1397539 - H264 rendering fails after several calls

Reporter

Description

•

7 years ago

After making about 10-20 calls on http://mozilla.github.io/webrtc-landing/pc_test.html with "Require H264" turned on remote video no longer gets rendered.

I repeatedly start and stop the call without reloading the page.

After several starts (10-20?) the call connects according to about:webrtc and the ICE stats indicate that data gets exchanged, but both remote video elements never start rendering anything.

When in this "blank white" state I turn off "Require H264" I get proper video rendering (with VP8) again. But as soon as I turn "Require H264" back on rendering still fails.

Reloading the page does not solve the problem. Closing the tab and trying it in another tab does not solve the problem.

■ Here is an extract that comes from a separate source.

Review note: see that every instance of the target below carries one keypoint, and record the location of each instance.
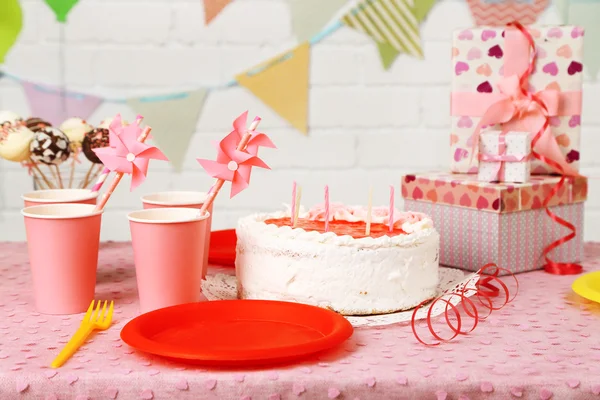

This is with OpenH264 1.6, but also with the upcoming 1.7.1 releases.

Nils Ohlmeier [:drno]

Reporter

Comment 1

•

7 years ago

I create a test page to repro this: https://nils-ohlmeier.github.io/webrtc-landing/pc_test_loop_h264.html

- Open the link
- give access to cam and click the check box for future permission

On my first try it took 27 connections until I start to see white boxes for both remote videos (the bigger videos).

about:webrtc suggests that no RTP gets exchanged (neither send or received) once this stage has been reached.

URL: https://nils-ohlmeier.github.io/webrt...

Randell Jesup [:jesup] (needinfo me)

Updated

•

7 years ago

Rank: 12

Bulk Bug Changes for mreavy's org

Comment 2

•

7 years ago

Mass change P1->P2 to align with new Mozilla triage process

Priority: P1 → P2

Nils Ohlmeier [:drno]

Reporter

Updated

•

7 years ago

See Also: → https://bugzilla.mozilla.org/show_bug.cgi?id=1284285

Nils Ohlmeier [:drno]

Reporter

Updated

•

7 years ago

See Also: → https://bugzilla.mozilla.org/show_bug.cgi?id=1408258

xpeng

Comment 3

•

7 years ago

we reproduced the issue using the demo : https://nils-ohlmeier.github.io/webrtc-landing/pc_test_loop_h264.html
the log has been uploaded.

xpeng

Comment 4

•

7 years ago

Attached file firefox_openh264_not_work.rar (deleted) — Details

Andreas Pehrson [:pehrsons]

Updated

•

6 years ago

See Also: → https://bugzilla.mozilla.org/show_bug.cgi?id=1465617

Andreas Pehrson [:pehrsons]

Comment 5

•

6 years ago

We have a couple of different issues relating to H264 now. Byron could you investigate these? I'm guessing they all stem from the same root cause.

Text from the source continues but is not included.